On the other hand, for any \(0=t_0\leqslant t_1\leqslant \cdots \leqslant t_k=\tau _0\), we have

$$\begin{aligned} \sum _{i=1}^{k}|\gamma (t_i)-\gamma (t_{i-1})|&=\sum _{i=1}^{k}|\gamma _l(l(0,t_i))-\gamma _l(l(0,t_{i-1}))|=\sum _{i=1}^{k}|\int _{l(0,t_{i-1})}^{l(0,t_i)}{\dot{\gamma }}_l(s)\ ds|\\&\leqslant \sum _{i=1}^{k}\int _{l(0,t_{i-1})}^{l(0,t_i)}|{\dot{\gamma }}_l(s)|\ ds=\int _{0}^{l(0,\tau _0)}|{\dot{\gamma }}_l(s)|\ ds. \end{aligned}$$

It follows that \(l(0,\tau _0)\leqslant \int _{0}^{l(0,\tau _0)}|{\dot{\gamma }}_l(s)|\ ds\), that is, \(\int _{0}^{l(0,\tau _0)}1-|{\dot{\gamma }}_l(s)|\ ds\leqslant 0\). Combing the inequality with (A.2), (A.1) follows. \(\square \)

Lemma A.3

Suppose \(\gamma :[0,\tau _0]\rightarrow {\mathbb {R}}^n\) is a Lipschitz curve, \(f:{\mathbb {R}}^n\rightarrow {\mathbb {R}}^n\) is a map.

(1):

If for any \(t\in [0,\tau _0]\) with \(\tau _2(t)<\tau _0\), there holds \(\lim _{r\rightarrow \tau _2(t)^+}f(\gamma (r))=f(\gamma (t))\), then we have

$$\begin{aligned} \lim _{r\rightarrow s+}f(\gamma _l(r))=f(\gamma _l(s)),\qquad \forall s\in [0,l(0,\tau _0)). \end{aligned}$$

(2):

Under the assumption of (1), if for any \(t\in [0,\tau _0]\) with \(\tau _2(t)<\tau _0\), there holds

$$\begin{aligned} \lim _{r\rightarrow \tau _2(t)^+}\frac{\gamma (r)-\gamma (t)}{|\gamma (r)-\gamma (t)|}=f(\gamma (t)), \end{aligned}$$

we have

$$\begin{aligned} {\dot{\gamma }}_l^+(s)=f(\gamma _l(s)),\qquad \forall s\in [0,l(0,\tau _0)). \end{aligned}$$

Proof

Set \(s\in [0,l(0,\tau _0))\). For any \(r_i\rightarrow s^+\), \(i\rightarrow \infty \), choose \(t,t_i\in [0,\tau _0]\), \(i\in {\mathbb {N}}\) such that \(l(0,t)=s\), \(l(0,t_i)=r_i\), \(i\in {\mathbb {N}}\). Lemma A.1 (4) implies \(t_i\rightarrow \tau _2(t)^+\), \(i\rightarrow \infty \). Thus,

$$\begin{aligned} \lim _{i\rightarrow \infty }f(\gamma _l(r_i))=\lim _{i\rightarrow \infty }f(\gamma (t_i))=f(\gamma (t))=f(\gamma _l(s)). \end{aligned}$$

It follows that \(\lim _{r\rightarrow s+}f(\gamma _l(r))=f(\gamma _l(s))\), and (1) holds.
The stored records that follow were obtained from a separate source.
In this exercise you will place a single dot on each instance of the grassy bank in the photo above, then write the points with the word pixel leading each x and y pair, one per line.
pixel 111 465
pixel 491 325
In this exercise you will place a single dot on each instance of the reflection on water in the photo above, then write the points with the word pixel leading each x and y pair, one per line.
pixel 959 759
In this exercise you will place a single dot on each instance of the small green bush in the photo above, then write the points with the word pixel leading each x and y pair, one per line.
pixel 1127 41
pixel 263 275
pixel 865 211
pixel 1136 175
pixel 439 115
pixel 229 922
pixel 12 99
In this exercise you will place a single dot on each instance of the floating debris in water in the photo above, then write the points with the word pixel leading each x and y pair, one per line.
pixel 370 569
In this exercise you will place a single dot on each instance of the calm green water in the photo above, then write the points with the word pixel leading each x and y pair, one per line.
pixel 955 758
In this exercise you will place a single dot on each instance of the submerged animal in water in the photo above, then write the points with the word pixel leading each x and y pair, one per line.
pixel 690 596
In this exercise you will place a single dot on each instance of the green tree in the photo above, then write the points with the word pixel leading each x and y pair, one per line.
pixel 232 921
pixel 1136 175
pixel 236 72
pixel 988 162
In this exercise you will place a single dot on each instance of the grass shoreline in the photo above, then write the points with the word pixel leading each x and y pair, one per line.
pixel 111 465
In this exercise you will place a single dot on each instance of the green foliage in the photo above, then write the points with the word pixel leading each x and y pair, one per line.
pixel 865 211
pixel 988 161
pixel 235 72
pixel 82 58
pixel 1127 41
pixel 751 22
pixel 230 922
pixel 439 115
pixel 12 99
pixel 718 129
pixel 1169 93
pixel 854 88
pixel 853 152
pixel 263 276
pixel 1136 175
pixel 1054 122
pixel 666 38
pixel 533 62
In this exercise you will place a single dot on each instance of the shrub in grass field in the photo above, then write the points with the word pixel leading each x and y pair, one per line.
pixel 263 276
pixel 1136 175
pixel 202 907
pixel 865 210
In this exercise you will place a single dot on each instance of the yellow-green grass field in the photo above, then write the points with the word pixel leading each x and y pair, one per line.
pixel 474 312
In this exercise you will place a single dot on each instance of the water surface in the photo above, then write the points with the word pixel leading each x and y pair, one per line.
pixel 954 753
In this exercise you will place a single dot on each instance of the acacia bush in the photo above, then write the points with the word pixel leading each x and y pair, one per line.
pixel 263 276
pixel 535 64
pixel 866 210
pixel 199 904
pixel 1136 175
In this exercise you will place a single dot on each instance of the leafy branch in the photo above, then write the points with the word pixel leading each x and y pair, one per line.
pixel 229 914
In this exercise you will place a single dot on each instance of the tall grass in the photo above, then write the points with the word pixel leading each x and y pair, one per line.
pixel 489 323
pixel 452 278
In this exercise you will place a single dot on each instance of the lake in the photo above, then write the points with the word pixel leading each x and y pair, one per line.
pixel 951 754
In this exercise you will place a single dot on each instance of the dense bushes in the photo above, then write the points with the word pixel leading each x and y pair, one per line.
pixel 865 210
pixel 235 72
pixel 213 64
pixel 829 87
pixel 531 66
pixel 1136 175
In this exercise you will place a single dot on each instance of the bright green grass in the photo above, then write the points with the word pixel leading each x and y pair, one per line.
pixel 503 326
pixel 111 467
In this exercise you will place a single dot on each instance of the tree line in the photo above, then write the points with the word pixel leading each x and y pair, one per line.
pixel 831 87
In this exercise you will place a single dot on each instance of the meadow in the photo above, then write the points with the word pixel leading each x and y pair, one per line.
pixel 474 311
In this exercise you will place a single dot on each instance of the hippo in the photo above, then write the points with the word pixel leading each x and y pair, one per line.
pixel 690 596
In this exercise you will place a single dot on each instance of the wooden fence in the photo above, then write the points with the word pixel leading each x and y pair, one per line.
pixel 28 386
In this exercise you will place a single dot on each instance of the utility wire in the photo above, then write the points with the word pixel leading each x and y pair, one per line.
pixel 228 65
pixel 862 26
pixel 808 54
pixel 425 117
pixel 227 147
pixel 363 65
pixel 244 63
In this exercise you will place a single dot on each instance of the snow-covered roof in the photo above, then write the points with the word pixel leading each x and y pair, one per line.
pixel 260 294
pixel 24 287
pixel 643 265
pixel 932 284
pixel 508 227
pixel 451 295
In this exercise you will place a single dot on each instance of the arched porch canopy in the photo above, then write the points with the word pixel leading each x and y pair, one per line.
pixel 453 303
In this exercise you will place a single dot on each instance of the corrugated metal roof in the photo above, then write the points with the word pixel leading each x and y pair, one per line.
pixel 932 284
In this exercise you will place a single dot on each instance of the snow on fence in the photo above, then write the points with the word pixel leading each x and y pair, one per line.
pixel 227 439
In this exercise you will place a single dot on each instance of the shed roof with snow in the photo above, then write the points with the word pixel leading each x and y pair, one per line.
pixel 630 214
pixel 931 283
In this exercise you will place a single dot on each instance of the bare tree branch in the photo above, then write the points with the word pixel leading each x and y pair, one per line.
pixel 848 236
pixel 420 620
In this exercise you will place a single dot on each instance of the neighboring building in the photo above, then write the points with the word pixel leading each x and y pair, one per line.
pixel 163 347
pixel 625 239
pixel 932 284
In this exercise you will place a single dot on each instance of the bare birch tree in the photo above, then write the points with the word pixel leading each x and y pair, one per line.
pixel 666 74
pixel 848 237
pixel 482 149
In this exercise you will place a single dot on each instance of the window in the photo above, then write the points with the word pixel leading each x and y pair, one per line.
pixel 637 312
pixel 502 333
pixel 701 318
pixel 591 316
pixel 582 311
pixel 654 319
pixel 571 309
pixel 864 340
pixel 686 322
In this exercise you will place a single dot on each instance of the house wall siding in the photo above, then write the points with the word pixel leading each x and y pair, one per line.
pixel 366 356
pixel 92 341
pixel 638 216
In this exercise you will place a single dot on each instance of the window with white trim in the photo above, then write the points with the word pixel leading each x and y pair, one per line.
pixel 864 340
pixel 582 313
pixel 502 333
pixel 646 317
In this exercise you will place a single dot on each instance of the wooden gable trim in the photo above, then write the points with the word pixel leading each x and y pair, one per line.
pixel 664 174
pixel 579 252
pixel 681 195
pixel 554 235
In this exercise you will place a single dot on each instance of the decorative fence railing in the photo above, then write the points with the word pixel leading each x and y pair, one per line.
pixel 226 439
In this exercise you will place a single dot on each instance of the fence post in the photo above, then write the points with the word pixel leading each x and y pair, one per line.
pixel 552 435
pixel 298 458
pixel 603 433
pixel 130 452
Now, we turn to the proof of (2). First, for almost all \(s\in [0,l(0,\tau _0))\), we have

$$\begin{aligned} {\dot{\gamma }}_l(s)=\lim _{r\rightarrow s+}\frac{\gamma _l(r)-\gamma _l(s)}{r-s}=\lim _{r\rightarrow s+}\frac{\gamma (t_r)-\gamma (t)}{|\gamma (t_r)-\gamma (t)|}\cdot \frac{|\gamma _l(r)-\gamma _l(s)|}{r-s}, \end{aligned}$$

where \(t_r\) and t satisfy \(l(0,t_r)=r\) and \(l(0,t)=s\). Lemma A.2 implies

$$\begin{aligned} \lim _{r\rightarrow s+}\frac{|\gamma _l(r)-\gamma _l(s)|}{r-s}=|{\dot{\gamma }}_l(s)|=1. \end{aligned}$$

It follows from Lemma A.1 (4) that

$$\begin{aligned} \lim _{r\rightarrow s+}\frac{\gamma (t_r)-\gamma (t)}{|\gamma (t_r)-\gamma (t)|}=\lim _{r\rightarrow \tau _2(t)^+}\frac{\gamma (r)-\gamma (t)}{|\gamma (r)-\gamma (t)|}=f(\gamma (t))=f(\gamma _l(s)). \end{aligned}$$

Therefore, \({\dot{\gamma }}_l(s)=f(\gamma _l(s))\). Now, for any \(s\in [0,l(0,\tau _0))\), we have

$$\begin{aligned} {\dot{\gamma }}^+_l(s)&=\lim _{r\rightarrow s+}\frac{\gamma _l(r)-\gamma _l(s)}{r-s}=\lim _{r\rightarrow s+}\frac{1}{r-s}\int _{s}^{r}{\dot{\gamma }}_l(\tau )\ d\tau \\&=\lim _{r\rightarrow s+}\frac{1}{r-s}\int _{s}^{r}f(\gamma _l(\tau ))\ d\tau =f(\gamma _l(s)), \end{aligned}$$

where the last equality is from (1). \(\square \)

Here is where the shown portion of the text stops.